The commission appointed to review the Hebron development application to the offshore regulatory started public hearings in St. John’s this week.
Most of the submissions are available on line. They are a study in contrasts.
The City of St. John’s, awash in oil cash from the industry directly or via the provincial government, had probably one of the lightest and most superficial presentations anyone could make.
Their Earth-shattering observations:
- Mechanisms for ongoing exchange of current, relevant information, as well as forecasts, would be advantageous.
- Benefits from previous projects have been considerable and extensive.
- It is important to work together and engage groups as we move forward to realize the many benefits that can be incurred and ensure a legacy for the future.
Lightweight, superficial, motherhood, apple pie, the flag and any other moth-eaten cliché.
The second bullet is a remarkable about-face for a city that waged political war against previous development agreements based entirely on what was – to be sure – partisan bullshit.
There’s an interesting contrast between the Board of Trade presentation and comments by NOIA, the offshore suppliers association.
The Board of Trade argues that one of the the real legacies of Hebron will be knowledge transfer and the development of a strong cadre of local companies that can compete globally for oil and gas work.
Each individual project gets us closer to a sustainable
oil industry in which we achieve benefits that extend beyond any one project. Skills can be exported to other harsh environments, like the Arctic, which might provide more opportunities in the near future. Experience can be applied to building new industries that will provide employment and wealth creation after the oil runs out. Improvements can be made in how we do business so
that we are a sought after place for future investment and growth.That is the potential project legacy if we make the right choices and investments.

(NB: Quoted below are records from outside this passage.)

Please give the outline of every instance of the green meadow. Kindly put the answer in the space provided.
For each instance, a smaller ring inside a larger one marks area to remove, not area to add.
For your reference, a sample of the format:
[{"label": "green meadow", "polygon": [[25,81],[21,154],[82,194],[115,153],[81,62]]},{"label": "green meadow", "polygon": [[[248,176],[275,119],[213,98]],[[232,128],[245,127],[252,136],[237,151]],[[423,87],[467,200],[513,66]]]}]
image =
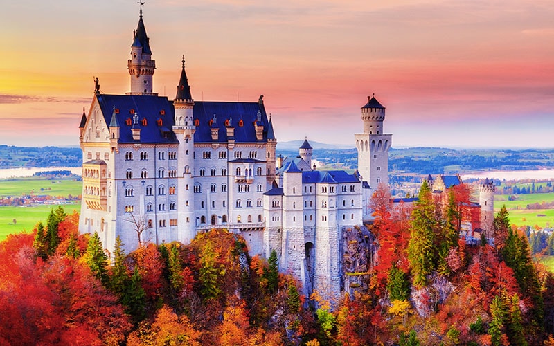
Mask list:
[{"label": "green meadow", "polygon": [[512,224],[517,226],[554,226],[554,209],[526,209],[528,204],[554,201],[554,192],[518,194],[515,201],[508,201],[508,197],[506,194],[494,195],[494,211],[497,212],[505,205]]},{"label": "green meadow", "polygon": [[[82,182],[73,179],[44,179],[37,177],[0,180],[0,199],[23,194],[67,197],[81,194]],[[66,213],[80,211],[80,201],[63,205]],[[39,205],[30,207],[0,206],[0,241],[11,233],[30,232],[39,221],[46,223],[50,210],[57,206]],[[13,222],[15,219],[15,223]]]},{"label": "green meadow", "polygon": [[[81,203],[62,205],[66,213],[73,210],[80,212]],[[30,232],[35,226],[42,221],[46,224],[48,215],[53,208],[57,206],[37,206],[33,207],[0,207],[0,241],[9,234]],[[13,223],[15,219],[16,223]]]}]

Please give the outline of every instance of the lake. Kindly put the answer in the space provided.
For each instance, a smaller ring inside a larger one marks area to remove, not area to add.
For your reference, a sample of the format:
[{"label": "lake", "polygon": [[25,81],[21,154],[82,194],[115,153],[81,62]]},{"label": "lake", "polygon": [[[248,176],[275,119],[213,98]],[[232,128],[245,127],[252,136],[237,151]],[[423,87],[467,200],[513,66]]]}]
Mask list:
[{"label": "lake", "polygon": [[554,179],[554,170],[532,170],[525,171],[488,171],[476,172],[475,173],[467,173],[460,174],[462,180],[477,178],[484,179],[485,178],[495,179],[500,180],[516,180],[516,179],[537,179],[548,180]]},{"label": "lake", "polygon": [[22,176],[32,176],[37,172],[68,170],[73,174],[81,175],[82,169],[80,167],[18,167],[18,168],[0,168],[0,179],[7,178],[21,178]]}]

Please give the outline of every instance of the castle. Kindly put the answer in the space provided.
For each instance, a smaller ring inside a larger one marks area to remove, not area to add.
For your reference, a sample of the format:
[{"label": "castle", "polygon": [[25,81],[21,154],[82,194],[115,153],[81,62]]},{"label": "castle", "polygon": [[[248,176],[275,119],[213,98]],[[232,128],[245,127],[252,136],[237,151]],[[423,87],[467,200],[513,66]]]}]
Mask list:
[{"label": "castle", "polygon": [[184,57],[170,100],[154,92],[152,55],[141,10],[127,61],[130,92],[103,93],[97,79],[83,111],[80,232],[98,232],[110,252],[120,237],[129,252],[226,228],[252,255],[275,250],[280,269],[299,278],[305,294],[318,291],[337,302],[342,233],[370,217],[373,189],[388,183],[385,107],[375,97],[361,107],[357,172],[319,171],[307,140],[298,158],[276,156],[262,96],[196,101]]}]

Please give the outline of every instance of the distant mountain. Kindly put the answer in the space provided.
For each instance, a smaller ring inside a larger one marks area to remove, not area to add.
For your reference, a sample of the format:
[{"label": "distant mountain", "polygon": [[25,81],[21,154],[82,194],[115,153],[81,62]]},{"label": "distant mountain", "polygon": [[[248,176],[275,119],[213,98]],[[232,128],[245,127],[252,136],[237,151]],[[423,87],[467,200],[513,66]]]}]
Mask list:
[{"label": "distant mountain", "polygon": [[[327,144],[314,140],[309,140],[310,145],[314,149],[352,149],[354,145],[350,144]],[[304,140],[289,140],[288,142],[278,142],[277,143],[277,150],[298,150]]]}]

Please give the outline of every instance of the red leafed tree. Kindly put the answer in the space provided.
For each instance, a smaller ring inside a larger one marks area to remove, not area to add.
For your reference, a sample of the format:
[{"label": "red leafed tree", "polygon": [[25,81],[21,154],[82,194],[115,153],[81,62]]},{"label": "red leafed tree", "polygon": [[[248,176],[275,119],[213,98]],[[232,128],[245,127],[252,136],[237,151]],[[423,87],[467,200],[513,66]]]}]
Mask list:
[{"label": "red leafed tree", "polygon": [[146,296],[154,300],[161,293],[163,284],[163,260],[158,248],[153,244],[138,248],[132,253],[138,273],[142,278],[141,284]]}]

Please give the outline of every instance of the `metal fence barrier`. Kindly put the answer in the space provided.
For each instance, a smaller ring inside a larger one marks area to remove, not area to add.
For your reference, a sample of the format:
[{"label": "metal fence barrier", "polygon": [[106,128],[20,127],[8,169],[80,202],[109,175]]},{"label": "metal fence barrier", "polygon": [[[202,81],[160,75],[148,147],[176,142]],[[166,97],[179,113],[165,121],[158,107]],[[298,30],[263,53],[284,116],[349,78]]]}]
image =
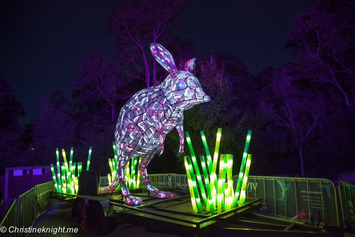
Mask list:
[{"label": "metal fence barrier", "polygon": [[7,230],[1,232],[0,236],[26,236],[28,233],[10,232],[9,228],[28,228],[33,226],[36,218],[56,204],[56,200],[49,198],[49,193],[54,191],[53,181],[36,185],[20,195],[13,202],[0,222],[0,226]]},{"label": "metal fence barrier", "polygon": [[[186,175],[162,174],[148,175],[148,177],[153,185],[180,187],[189,191]],[[203,176],[201,178],[204,183]],[[235,190],[238,176],[232,179]],[[141,178],[140,186],[145,186]],[[339,225],[335,187],[327,179],[250,176],[246,195],[262,199],[263,206],[259,212],[264,215],[301,222],[311,221],[312,216],[315,222],[321,217],[329,224]]]},{"label": "metal fence barrier", "polygon": [[[233,180],[235,189],[238,176]],[[311,221],[312,215],[315,222],[321,217],[329,224],[339,225],[336,189],[330,180],[251,176],[245,194],[261,198],[259,212],[264,215],[302,222]]]},{"label": "metal fence barrier", "polygon": [[[343,220],[347,221],[352,229],[355,228],[355,185],[342,181],[339,182],[339,193],[340,195]],[[353,235],[352,235],[353,236]]]},{"label": "metal fence barrier", "polygon": [[[148,178],[154,186],[170,187],[170,177],[172,174],[158,174],[148,175]],[[135,176],[135,180],[137,180],[137,176]],[[106,187],[110,184],[107,176],[100,177],[100,187]],[[145,187],[143,179],[140,176],[139,181],[139,187]]]},{"label": "metal fence barrier", "polygon": [[[36,214],[35,211],[34,188],[32,188],[17,198],[18,227],[28,227],[34,224]],[[17,236],[26,236],[27,233],[18,233]]]},{"label": "metal fence barrier", "polygon": [[[5,226],[6,229],[8,230],[10,226],[16,226],[16,199],[14,200],[12,204],[10,205],[10,208],[8,210],[3,220],[0,222],[0,226]],[[15,232],[10,233],[9,232],[0,232],[0,236],[1,237],[15,237],[16,233]]]}]

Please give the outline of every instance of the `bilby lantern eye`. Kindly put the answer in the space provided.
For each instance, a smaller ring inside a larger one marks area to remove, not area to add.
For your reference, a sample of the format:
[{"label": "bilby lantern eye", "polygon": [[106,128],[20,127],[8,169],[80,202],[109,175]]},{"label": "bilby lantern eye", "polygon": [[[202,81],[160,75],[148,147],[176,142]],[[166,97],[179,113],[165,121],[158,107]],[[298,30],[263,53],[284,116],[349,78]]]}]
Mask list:
[{"label": "bilby lantern eye", "polygon": [[184,88],[185,88],[185,85],[184,85],[184,83],[179,82],[179,83],[178,83],[178,89],[179,89],[179,90],[182,90]]}]

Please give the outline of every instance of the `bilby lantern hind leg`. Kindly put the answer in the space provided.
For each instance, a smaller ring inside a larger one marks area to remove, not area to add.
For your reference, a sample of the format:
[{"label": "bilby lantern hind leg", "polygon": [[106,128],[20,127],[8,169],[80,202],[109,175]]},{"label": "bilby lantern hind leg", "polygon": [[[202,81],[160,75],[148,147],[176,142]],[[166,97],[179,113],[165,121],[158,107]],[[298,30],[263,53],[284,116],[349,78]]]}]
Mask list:
[{"label": "bilby lantern hind leg", "polygon": [[155,195],[155,196],[159,198],[170,198],[178,196],[176,194],[171,192],[163,192],[160,191],[152,184],[148,175],[147,173],[147,166],[153,159],[154,155],[145,155],[142,156],[141,161],[138,166],[138,171],[140,172],[140,176],[141,176],[144,182],[144,184],[146,185],[147,189],[149,192]]},{"label": "bilby lantern hind leg", "polygon": [[121,163],[117,166],[113,185],[101,189],[103,192],[112,190],[119,181],[122,184],[122,193],[133,202],[136,199],[133,197],[131,199],[122,179],[129,159],[139,156],[142,160],[139,172],[149,191],[160,198],[176,196],[173,193],[161,191],[152,185],[147,174],[147,166],[154,155],[163,153],[166,135],[174,128],[179,133],[179,153],[184,151],[184,111],[210,99],[191,73],[195,58],[186,62],[185,71],[179,71],[171,54],[164,47],[153,43],[150,49],[169,75],[160,85],[136,93],[121,109],[115,132],[117,155],[121,159]]}]

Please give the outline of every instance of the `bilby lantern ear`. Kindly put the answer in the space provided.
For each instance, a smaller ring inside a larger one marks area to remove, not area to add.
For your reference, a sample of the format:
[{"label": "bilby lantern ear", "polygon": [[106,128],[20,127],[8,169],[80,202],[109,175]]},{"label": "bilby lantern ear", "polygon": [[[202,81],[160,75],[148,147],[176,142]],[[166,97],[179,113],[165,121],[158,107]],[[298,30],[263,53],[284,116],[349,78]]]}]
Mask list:
[{"label": "bilby lantern ear", "polygon": [[169,74],[178,72],[172,56],[166,49],[159,44],[152,43],[151,44],[151,51],[158,62],[168,71]]},{"label": "bilby lantern ear", "polygon": [[192,72],[195,68],[195,60],[196,58],[192,58],[185,62],[185,70],[186,72]]}]

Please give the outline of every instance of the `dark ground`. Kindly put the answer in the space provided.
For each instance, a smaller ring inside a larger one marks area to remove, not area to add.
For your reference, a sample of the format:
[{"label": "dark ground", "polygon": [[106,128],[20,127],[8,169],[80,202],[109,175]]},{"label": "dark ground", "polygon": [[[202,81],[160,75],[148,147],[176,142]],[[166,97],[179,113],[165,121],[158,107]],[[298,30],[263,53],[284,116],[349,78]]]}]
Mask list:
[{"label": "dark ground", "polygon": [[[55,212],[54,207],[49,209],[42,216],[38,218],[34,223],[36,228],[68,227],[78,228],[76,220],[71,218],[72,208],[70,206],[66,206],[65,205],[61,205],[58,208],[58,212]],[[169,233],[168,232],[162,233],[158,232],[158,230],[151,230],[135,225],[132,223],[119,224],[113,232],[105,235],[107,237],[113,236],[137,236],[137,237],[184,237],[181,234]],[[29,237],[47,237],[51,235],[56,237],[69,237],[83,236],[86,237],[95,236],[93,233],[83,234],[81,230],[79,229],[78,233],[57,233],[53,234],[50,233],[33,233],[28,235]]]}]

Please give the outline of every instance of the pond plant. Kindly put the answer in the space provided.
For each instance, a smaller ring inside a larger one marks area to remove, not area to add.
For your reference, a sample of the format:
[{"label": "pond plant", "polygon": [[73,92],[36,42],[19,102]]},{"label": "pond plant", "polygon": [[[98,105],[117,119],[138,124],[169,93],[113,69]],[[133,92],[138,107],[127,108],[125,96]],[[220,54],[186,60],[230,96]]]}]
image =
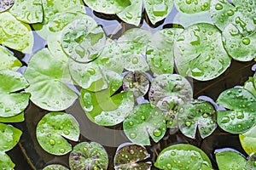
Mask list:
[{"label": "pond plant", "polygon": [[0,44],[0,169],[256,169],[253,0],[3,0]]}]

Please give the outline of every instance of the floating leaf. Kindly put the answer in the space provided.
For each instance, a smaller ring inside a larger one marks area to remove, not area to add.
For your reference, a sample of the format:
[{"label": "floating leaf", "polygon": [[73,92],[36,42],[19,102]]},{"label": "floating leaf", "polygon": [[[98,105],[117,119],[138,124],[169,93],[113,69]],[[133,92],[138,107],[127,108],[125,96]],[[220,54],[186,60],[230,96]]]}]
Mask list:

But NOIA is complaining that the Hebron benefits agreement isn’t delivering as promised:
The Hebron benefits plan adds requirements that are beyond the scale of the current capacity of the local supply and service sector. The use of the phrase “globally competitive” throughout the benefits plan sets a standard that a small, young industry like ours will
struggle to reach in its present state. In NOIA’s view, the proponent should focus efforts on advancing the local industry toward global competitiveness, rather than make it a condition of local participation in the Hebron project.NOIA members expect each new project to “raise the bar” on local content and participation at all levels of development and operations – not just increase the person hours of work achieved. We want to see an increase in the level of specialized work, technology transfer and expertise gained.
That’s actually not surprising. When the provincial government unveiled the memorandum of understanding and then the final agreements, a number of local observers privately noted that the local guaranteed work components were things the province would get anyway. Beyond that, the work was relatively unsophisticated work scarcely more advanced than the stuff they did on Hibernia 15 years ago. What’s worse, other components that could have been developed here wound up going off to other places.
As it appears the provincial government fought hard to get a few things for itself – like an equity position – and left the other local benefits slide. That’s a very significant departure from the standards set by the development agreements signed before 2003. Those would be the ones the City of St. John’s now praises.
If NOIA’s contention is true, incidentally, that basically means the provincial government oil policy has shifted radically under the Conservatives. As SRBP noted in 2006:
The Wells administration's 1992 Strategic Economic Plan, by contrast, emphasized government policy aimed at strengthening the private sector, diversifying the economy and increasing the ability of local companies, including in the oil and gas sector, to compete effectively on a global basis. Crown corporations were sold off or shut down.
…
Williams' new Hydro corporation returns to an older model based on government subsidy and government dependence. Beyond the attractiveness to some businesses of relying on whatever contracts they can secure from the new Hydro corporation, the political and financial muscle of the state-owned company will likely make it considerably more attractive an investment than a private sector venture, since it will always carry with it a government guarantee of its operations and expenditures. The end result will almost inevitably be a weakening of the local private sector.